88-letnia Łarisa Kronberg-Sobolewska ostatni raz wystąpiła w filmie w 1988 roku. Dlatego pewnie wśród jej największych osiągnięć Związek Filmowców Rosji wymienił udział w operacji radzieckich służb, której ofiarą padł francuski ambasador w Moskwie Maurice Dejean.
Tuż po szkole filmowej w 1955 roku Kronberg zaczęła pracę w wytwórni filmowej „Mosfilm". W tym samym roku zagrała tam w filmie „Wielka rodzina", który otrzymał nagrodę na festiwalu w Cannes dla najlepszego zespołu aktorskiego.
Prawdopodobnie w przerwach w pracy – na zlecenie świeżo utworzonego KGB – nawiązała znajomość z Dejeanem: doświadczonym, francuskim dyplomatą, ambasadorem w Moskwie i bliskim przyjacielem ówczesnego prezydenta Francji Charlesa de Gaulle'a. W czasie wojny Dejean współpracował z „Wolnymi Francuzami", wtedy w Londynie poznał ich przywódcę.
Aktorka nawiązała romans z ambasadorem.
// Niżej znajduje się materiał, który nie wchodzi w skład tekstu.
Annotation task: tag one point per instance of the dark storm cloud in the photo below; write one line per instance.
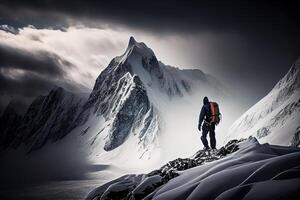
(166, 15)
(41, 71)
(39, 61)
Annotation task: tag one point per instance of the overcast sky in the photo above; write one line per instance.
(247, 45)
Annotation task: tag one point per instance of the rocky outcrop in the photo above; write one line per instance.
(139, 186)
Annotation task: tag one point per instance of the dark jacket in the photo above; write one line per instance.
(205, 113)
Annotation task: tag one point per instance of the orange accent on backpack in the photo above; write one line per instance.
(215, 113)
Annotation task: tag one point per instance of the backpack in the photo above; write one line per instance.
(215, 113)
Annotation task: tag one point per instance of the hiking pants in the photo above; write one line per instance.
(206, 128)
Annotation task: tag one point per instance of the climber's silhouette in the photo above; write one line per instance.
(210, 116)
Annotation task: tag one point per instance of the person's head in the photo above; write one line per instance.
(205, 100)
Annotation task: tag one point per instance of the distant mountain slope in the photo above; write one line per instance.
(276, 118)
(48, 118)
(136, 100)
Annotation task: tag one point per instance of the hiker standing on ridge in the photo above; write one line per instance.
(210, 116)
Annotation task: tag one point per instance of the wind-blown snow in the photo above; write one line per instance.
(277, 111)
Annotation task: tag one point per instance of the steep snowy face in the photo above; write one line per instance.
(120, 97)
(280, 109)
(131, 94)
(47, 118)
(135, 101)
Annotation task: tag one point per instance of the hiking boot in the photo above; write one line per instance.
(214, 150)
(205, 148)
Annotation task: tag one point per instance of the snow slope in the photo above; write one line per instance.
(277, 111)
(138, 107)
(255, 171)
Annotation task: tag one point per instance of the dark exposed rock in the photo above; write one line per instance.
(296, 138)
(128, 185)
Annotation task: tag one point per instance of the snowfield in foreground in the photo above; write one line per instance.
(253, 171)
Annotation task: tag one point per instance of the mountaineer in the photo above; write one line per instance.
(210, 116)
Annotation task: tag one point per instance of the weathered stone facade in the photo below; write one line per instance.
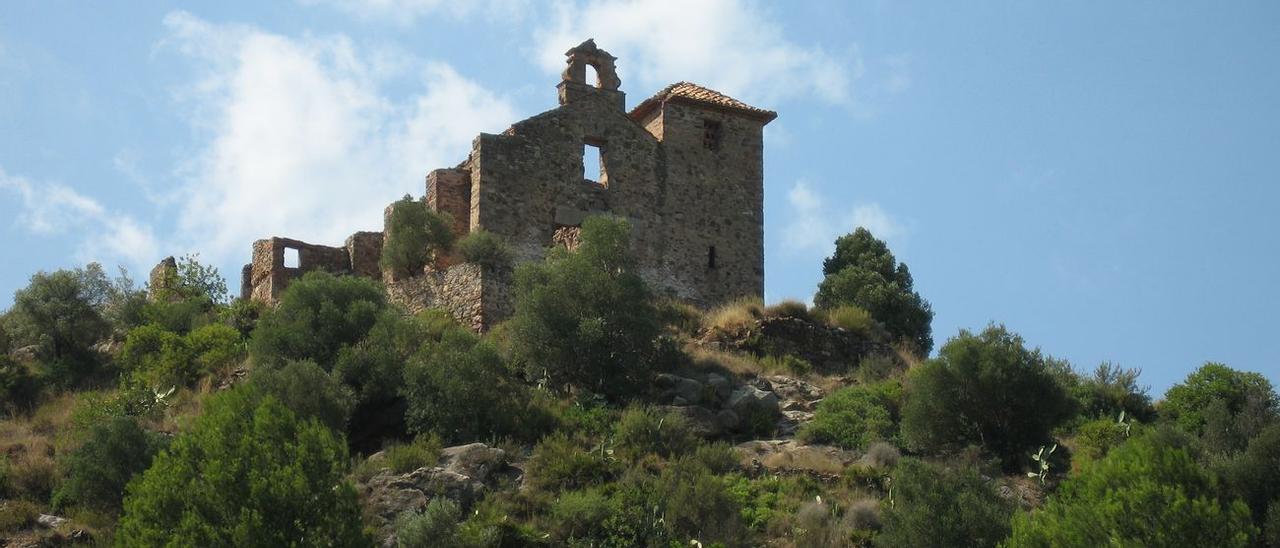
(685, 168)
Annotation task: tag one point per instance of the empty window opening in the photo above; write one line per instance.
(593, 164)
(712, 131)
(291, 257)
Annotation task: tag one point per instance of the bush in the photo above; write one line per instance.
(307, 391)
(1143, 493)
(851, 418)
(461, 389)
(645, 430)
(247, 473)
(938, 507)
(1255, 474)
(17, 515)
(484, 249)
(415, 237)
(60, 313)
(1233, 392)
(864, 273)
(19, 387)
(585, 319)
(984, 389)
(437, 525)
(318, 316)
(579, 515)
(561, 464)
(96, 473)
W żargonie radzieckich służb takie panie nazywane były „jaskółkami". „Zaciągnięcie dyplomaty do łóżka przez apetyczną blondynkę było dla tej ostatniej łatwym zadaniem" – zauważył jeden z moskiewskich historyków radzieckiego wywiadu.
Podczas jednego ze spotkań, w sytuacji intymnej para została nakryta przez agenta KGB odgrywającego rolę zazdrosnego męża Kronberg. Po gwałtownej scenie, w trakcie której Maurice Dejean oberwał od „rogacza", ambasador – by uniknąć skandalu – zwrócił się o pomoc do swoich moskiewskich przyjaciół. Otrzymał ją w zamian za podjęcie współpracy z KGB jako agent wpływu – ze względu na swoje bliskie kontakty z generałem de Gaullem.